Korean-American Robin Kim first went to South Korea in 2007, right after graduating from business school in Atlanta, Georgia.
A decade on, Robin, 31, is still in Korea – and now he’s an experienced entrepreneur working on his second tech #startup.
When I talk to him, he’s actually back in the States. That’s because his newest venture, Soomgo, is part of the current batch at famed Silicon Valley accelerator Y Combinator. Upon graduating at the end of the month, he’ll return to Seoul to apply what he’s learned to Soomgo, which connects local service providers with customers.
“We started initially servicing people who gave lessons – whether that be music or academics, a foreign language, sports, so on and so forth,” says the CEO. “Now we also cover home services, event planning services, wedding design services, business services. And we do plan to continually expand the offerings.” The site now has 25,000 registered service providers from all across South Korea.

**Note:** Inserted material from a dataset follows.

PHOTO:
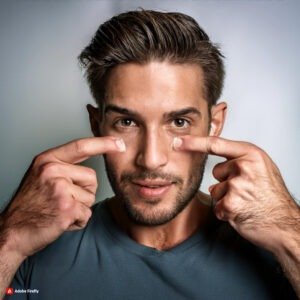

Basically, it’s Korea’s answer to Thumbtack.
Robin’s startup is benefitting from Thumbtack’s growth in the US in the past eight years by emulating its way of making money – charging professionals to send quotes to customers via a virtual credits system that costs real money. It’s a bit like the system – so I’m told – on Ashley Madison.
Thumbtack arrived at its business model after years of fumbling with other methods, such as charging service providers a monthly fee.
So the virtual credits system has been well road-tested and seems to be the way to go.
“For the requesters, the people looking for a service, we really just want to be the search and discovery tool for them out there. For the providers, we just want to be the best lead generation tool,” explains Robin.
Unlike all the “Uber for cleaners” or “Uber for laundry” startups out there, Soomgo is not marshaling a troop of workers under one banner – and it’s not taking a slice of their wages, either. It’s simply a matchmaker. So Robin can expand the site in a flexible way, driven by what people are seeking, adding new categories when the need arises.
It’s traditionally a conglomerate-driven culture.
The site’s seeing strong demand, often exceeding the supply of local professionals, Robin states, which will drive a push this year to get more freelancers and small businesses to use it. “I guess some people can view that as a good problem to have. Because the demand’s really already there, waiting to find these providers.”
He wants the people offering services on the site – singing lessons, wedding cakes, fitness training, whatever it is – to be able “to lead sustainable, upper-middle class lifestyles” by nabbing a consistent flow of new customers through the site.
Robin sees Korea as a great place to do this, as it has three times as many self-employed people as a percentage of its population as the US – about 30 percent.
“In South Korea, there is a dire need for tools and for platforms that really help freelancers and small businesses to fill the gap in what is traditionally a conglomerate-driven culture,” he says, nodding towards the chaebol, which seem to dominate so much of everyday life in Korea. It’s where Samsung owns an amusement park, LG makes toothpaste, and Hyundai builds apartment complexes.
Alongside Robin is a similarly experienced duo of fellow co-founders. CTO Hwan Kim is fresh from leading the engineering team at Silicon Valley-based education startup Brightstorm, while CPO Jiho Kang is a serial entrepreneur with experience at Korean ecommerce unicorn Coupang.
Robin’s first rodeo was as the founder of Yogiyo, a popular food ordering app. But he admits to being “very inexperienced” at the time – in his mid-20s – after being parachuted into the role by Yogiyo’s parent company in a manner not dissimilar to the way Rocket Internet installs people at the head of its new startup ventures.
Still, he quickly learnt the importance of “executing through data decisions,” he says. And he’ll mix that with the Y Combinator mentoring as he builds up Soomgo.